Abigail Borah, a Middlebury College student and climate activist from the United States, was ejected from a plenary session at the COP17 climate summit this morning after interrupting introductory remarks by US chief negotiator, Todd Stern.
Her statement, which was met with wide applause from the crowd, read as follows:
"I am speaking on behalf of the United States of America because my negotiators cannot. The obstructionist Congress has shackled justice and delayed ambition for far too long. I am scared for my future. 2020 is too late to wait. We need an urgent path to a fair ambitious and legally binding treaty.
You must take responsibility to act now, or you will threaten the lives of youth and the world's most vulnerable.

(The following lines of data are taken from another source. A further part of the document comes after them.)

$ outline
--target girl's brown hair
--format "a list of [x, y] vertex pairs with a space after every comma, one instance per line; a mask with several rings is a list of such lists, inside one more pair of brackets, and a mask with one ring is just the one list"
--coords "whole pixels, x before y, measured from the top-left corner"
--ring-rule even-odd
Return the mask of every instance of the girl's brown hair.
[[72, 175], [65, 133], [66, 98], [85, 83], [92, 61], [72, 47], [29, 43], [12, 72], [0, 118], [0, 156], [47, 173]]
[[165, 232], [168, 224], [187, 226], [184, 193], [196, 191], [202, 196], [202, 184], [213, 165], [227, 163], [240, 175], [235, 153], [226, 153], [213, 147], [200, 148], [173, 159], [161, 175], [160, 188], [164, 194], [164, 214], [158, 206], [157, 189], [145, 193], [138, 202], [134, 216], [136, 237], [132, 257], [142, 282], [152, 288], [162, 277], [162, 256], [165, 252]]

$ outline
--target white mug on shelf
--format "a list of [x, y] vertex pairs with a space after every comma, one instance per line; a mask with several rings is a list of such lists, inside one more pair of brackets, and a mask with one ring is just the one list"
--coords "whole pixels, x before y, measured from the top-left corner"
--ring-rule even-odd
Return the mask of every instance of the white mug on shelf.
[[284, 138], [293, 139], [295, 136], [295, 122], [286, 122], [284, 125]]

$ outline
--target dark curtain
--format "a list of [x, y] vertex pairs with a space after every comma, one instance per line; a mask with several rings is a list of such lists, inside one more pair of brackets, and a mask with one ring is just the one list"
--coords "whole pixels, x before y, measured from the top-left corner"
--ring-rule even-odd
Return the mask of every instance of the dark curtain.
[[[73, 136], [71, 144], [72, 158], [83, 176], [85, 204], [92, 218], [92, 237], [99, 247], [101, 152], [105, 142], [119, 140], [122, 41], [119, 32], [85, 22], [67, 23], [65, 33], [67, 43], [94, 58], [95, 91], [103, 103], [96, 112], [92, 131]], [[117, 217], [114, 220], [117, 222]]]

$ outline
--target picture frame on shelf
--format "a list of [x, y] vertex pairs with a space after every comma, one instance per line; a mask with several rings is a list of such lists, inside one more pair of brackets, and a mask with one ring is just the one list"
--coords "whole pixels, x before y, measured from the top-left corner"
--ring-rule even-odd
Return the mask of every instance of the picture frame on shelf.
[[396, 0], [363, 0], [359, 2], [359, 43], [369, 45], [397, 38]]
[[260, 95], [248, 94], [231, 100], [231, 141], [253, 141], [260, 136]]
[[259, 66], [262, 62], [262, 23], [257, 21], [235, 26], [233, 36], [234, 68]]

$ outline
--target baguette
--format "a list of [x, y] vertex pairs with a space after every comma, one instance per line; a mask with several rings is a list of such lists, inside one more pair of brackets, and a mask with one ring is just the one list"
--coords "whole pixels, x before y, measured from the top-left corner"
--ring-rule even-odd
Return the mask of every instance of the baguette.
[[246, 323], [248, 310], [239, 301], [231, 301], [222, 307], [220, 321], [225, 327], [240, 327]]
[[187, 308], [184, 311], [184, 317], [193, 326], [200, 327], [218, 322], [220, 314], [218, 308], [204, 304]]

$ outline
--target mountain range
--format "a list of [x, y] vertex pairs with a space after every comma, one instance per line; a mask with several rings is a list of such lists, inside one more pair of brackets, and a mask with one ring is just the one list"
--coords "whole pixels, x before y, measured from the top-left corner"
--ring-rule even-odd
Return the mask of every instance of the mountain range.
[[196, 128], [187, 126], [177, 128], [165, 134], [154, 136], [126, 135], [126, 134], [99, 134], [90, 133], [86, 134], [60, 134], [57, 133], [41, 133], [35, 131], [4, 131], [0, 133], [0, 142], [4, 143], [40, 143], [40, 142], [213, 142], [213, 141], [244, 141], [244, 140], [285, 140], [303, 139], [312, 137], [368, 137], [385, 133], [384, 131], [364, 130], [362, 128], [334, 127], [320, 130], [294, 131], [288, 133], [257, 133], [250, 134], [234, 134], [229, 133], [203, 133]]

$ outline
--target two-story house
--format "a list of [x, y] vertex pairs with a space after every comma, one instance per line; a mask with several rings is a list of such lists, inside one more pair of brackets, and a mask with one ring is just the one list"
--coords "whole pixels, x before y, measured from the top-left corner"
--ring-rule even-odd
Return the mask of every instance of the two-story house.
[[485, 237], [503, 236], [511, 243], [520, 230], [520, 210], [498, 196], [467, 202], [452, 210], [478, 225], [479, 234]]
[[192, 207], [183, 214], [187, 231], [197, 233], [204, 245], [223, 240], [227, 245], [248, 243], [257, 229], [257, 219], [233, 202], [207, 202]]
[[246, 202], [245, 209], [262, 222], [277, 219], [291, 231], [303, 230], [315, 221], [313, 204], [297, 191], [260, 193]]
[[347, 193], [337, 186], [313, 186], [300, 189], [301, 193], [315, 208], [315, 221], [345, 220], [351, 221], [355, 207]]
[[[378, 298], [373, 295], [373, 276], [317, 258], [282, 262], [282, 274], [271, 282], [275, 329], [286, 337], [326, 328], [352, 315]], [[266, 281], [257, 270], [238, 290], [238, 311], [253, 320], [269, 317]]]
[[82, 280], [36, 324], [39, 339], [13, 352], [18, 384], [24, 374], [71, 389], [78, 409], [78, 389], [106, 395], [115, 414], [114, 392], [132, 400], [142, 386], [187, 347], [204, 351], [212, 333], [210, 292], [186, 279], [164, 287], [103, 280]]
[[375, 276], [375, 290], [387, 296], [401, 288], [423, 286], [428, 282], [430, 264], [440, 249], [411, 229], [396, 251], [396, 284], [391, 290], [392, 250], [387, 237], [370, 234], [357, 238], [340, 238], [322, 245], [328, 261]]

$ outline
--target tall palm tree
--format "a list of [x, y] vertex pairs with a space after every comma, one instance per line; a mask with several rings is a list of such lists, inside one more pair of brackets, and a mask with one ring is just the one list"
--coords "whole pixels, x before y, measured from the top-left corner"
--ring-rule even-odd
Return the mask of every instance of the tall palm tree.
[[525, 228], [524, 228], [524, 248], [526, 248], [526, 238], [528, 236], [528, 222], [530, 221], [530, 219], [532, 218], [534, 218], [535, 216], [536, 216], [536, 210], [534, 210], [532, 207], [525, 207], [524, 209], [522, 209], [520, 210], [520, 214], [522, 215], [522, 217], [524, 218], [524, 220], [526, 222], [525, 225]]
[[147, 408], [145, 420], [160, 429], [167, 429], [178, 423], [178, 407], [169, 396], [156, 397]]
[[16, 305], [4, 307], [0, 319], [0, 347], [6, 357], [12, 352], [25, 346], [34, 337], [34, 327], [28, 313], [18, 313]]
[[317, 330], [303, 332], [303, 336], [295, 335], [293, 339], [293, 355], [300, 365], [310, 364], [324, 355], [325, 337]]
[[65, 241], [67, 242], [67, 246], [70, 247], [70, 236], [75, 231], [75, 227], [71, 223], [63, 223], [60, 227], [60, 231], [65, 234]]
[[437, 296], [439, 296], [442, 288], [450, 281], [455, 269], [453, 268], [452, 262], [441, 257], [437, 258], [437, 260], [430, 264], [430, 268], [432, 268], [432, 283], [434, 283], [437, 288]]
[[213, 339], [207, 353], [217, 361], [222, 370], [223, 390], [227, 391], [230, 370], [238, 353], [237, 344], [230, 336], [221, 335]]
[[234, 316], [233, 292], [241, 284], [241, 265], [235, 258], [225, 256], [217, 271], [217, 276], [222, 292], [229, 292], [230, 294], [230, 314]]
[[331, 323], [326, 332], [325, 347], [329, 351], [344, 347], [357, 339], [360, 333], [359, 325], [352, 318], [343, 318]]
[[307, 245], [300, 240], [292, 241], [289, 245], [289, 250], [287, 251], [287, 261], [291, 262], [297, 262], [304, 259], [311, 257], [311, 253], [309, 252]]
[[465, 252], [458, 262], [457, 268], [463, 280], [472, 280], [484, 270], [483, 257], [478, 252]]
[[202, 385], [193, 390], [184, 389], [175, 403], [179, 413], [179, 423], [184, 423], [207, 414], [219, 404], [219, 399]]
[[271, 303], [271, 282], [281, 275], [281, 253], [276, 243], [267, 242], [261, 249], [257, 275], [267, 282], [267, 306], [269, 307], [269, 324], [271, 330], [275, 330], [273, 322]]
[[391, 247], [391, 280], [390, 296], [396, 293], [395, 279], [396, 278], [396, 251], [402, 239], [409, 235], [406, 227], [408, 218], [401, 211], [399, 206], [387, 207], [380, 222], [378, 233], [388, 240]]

You must set aside partisan politics and let science dictate decisions. You must pledge ambitious targets to lower emissions not expectations. Citizens across the world are being held hostage by stillborn negotiations.
We need leaders who will commit to real change, not empty rhetoric. Keep your promises. Keep our hope alive. 2020 is too late to wait."
SustainUSA, where Borah has worked according to her facebook page, released a statement highlighting the urgency of Borah's message and pushing the US delegation in particular to heed the warnings of climage scientists:
Since before the climate talks, the United States has held off on the necessary emissions reductions targets until the year 2020. Studies from the International Energy Agency, the UNEP, and countless other peer-reviewed scientific papers show that waiting until 2020 to begin aggressive emissions reduction would cause irreversible climate change, including heightened tropical storms, worsening droughts, and devastation affecting communities and businesses from Africa to America. Nevertheless, the United States has held strong to its woefully inadequate and voluntary commitments made in the Copenhagen Accord and Cancun Agreement.
The U.S. continues to negotiate on time borrowed from future generations and with every step of inaction, forces young people to solve the quickly exacerbating climate challenges that previous generations have been unable and unwilling to address.
Borah travelled to Durban and gave an earlier address to United Nations negotiators at the U.N. Framework Convention on Climate Change (UNFCCC) on behalf of the International Youth Climate Movement (IYCM), but it appears that this action was done in her own name, and on behalf of the planet.